Minhyuk makes a face. “Unfortunately not,” he says. “Ki always told me this would happen, he just didn’t say when.” He pauses, then gasps. “I bet he _knew_ it would be today, that’s why he said he was going to be out all day! The traitor!”

Kihyun blinks. “What day is today?”

Minhyuk tells him the date, then immediately slaps his hand over his mouth. “Ah, fuck, I shouldn’t have told you, that’s how you knew it was today,” he grumbles to himself. “Stupid Changkyun and his stupid _‘everything is happening at the same time and you can’t change anything’_ theory.”

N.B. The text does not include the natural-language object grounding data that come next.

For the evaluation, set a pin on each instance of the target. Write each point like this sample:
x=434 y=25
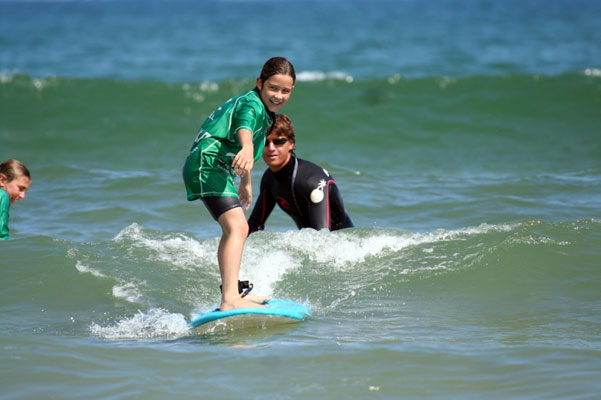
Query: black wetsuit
x=306 y=192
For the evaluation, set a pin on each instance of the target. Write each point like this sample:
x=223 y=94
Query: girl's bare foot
x=257 y=299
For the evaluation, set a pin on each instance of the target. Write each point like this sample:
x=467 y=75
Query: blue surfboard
x=276 y=311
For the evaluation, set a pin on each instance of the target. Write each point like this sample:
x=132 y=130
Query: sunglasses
x=276 y=142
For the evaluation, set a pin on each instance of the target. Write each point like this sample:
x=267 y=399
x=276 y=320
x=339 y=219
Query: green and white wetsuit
x=208 y=168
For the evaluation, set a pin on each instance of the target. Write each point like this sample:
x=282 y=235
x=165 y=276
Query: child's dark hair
x=13 y=169
x=277 y=65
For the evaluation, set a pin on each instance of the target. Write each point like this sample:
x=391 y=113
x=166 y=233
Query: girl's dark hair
x=277 y=65
x=13 y=169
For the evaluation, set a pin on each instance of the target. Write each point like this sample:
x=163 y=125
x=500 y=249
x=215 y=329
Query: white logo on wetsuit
x=317 y=193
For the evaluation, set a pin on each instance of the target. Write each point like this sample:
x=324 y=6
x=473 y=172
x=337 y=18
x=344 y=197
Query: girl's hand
x=243 y=162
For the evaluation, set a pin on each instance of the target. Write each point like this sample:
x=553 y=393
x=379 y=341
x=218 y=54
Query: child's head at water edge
x=15 y=179
x=276 y=82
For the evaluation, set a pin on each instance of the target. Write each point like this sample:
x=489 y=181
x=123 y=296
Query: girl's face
x=275 y=91
x=277 y=150
x=16 y=188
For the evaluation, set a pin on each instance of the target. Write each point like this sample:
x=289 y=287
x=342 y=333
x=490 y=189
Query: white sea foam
x=154 y=323
x=343 y=248
x=84 y=269
x=318 y=76
x=128 y=291
x=593 y=72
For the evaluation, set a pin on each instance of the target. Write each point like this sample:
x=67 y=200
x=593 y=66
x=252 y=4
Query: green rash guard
x=4 y=208
x=208 y=168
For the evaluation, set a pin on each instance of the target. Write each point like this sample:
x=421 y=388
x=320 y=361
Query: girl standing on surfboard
x=14 y=182
x=229 y=141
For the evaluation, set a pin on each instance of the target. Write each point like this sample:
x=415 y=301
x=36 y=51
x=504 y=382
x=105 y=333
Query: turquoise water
x=464 y=136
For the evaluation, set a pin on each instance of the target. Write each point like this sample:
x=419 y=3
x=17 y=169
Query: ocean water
x=464 y=136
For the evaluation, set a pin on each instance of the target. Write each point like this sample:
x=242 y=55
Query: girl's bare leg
x=234 y=232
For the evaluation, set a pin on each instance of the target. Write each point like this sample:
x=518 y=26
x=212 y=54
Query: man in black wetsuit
x=303 y=190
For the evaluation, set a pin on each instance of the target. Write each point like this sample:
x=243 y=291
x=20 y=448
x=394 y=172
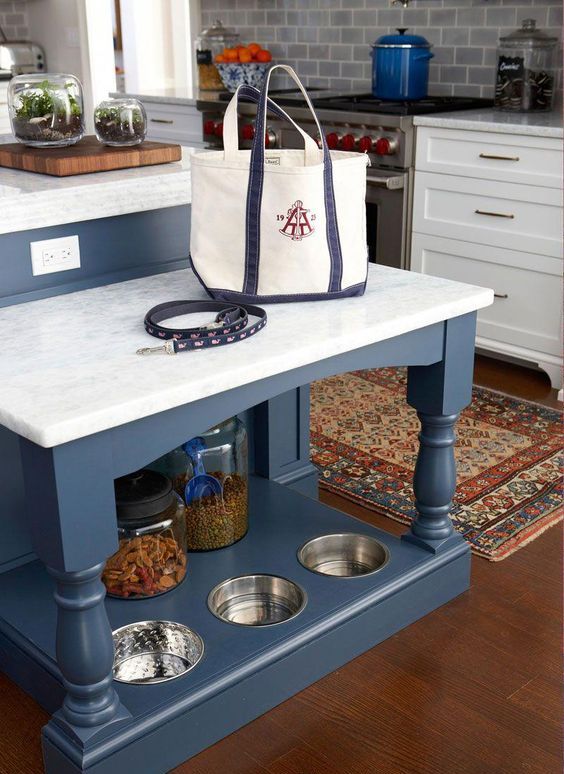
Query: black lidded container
x=151 y=522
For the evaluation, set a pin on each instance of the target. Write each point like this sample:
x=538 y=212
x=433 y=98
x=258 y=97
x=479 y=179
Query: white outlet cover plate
x=53 y=255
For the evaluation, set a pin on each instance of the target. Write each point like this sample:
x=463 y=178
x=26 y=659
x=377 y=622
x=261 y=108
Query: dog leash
x=231 y=324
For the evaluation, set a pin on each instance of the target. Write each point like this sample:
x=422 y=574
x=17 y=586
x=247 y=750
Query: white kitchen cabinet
x=512 y=158
x=521 y=217
x=496 y=222
x=174 y=123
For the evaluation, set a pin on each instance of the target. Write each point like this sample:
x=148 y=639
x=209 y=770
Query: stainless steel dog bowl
x=345 y=555
x=155 y=651
x=256 y=600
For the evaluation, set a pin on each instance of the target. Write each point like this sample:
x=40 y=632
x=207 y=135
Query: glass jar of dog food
x=151 y=517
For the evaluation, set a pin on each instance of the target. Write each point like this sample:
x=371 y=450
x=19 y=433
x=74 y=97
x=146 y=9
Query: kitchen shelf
x=342 y=618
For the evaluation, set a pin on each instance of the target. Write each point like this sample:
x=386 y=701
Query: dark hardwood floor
x=474 y=687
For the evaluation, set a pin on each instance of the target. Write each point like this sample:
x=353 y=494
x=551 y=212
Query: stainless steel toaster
x=21 y=57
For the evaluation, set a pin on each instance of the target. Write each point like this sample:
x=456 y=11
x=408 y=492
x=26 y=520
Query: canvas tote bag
x=278 y=225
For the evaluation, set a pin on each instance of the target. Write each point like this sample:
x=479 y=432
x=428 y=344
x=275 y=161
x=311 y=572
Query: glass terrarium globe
x=46 y=109
x=120 y=121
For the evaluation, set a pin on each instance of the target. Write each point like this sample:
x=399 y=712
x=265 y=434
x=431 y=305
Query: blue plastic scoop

“What are you talking about!” Kihyun’s voice comes out more like a strangled screech. 

Minhyuk groans and rubs his face with his hands. “I can’t believe I have to do this all by myself,” he mutters darkly, “Yoo Kihyun, I’m going to murder you.”

 _“I’m Yoo Kihyun,”_ Kihyun cries out. He knows what Minhyuk means but he refuses to accept it. There has to be some other explanation.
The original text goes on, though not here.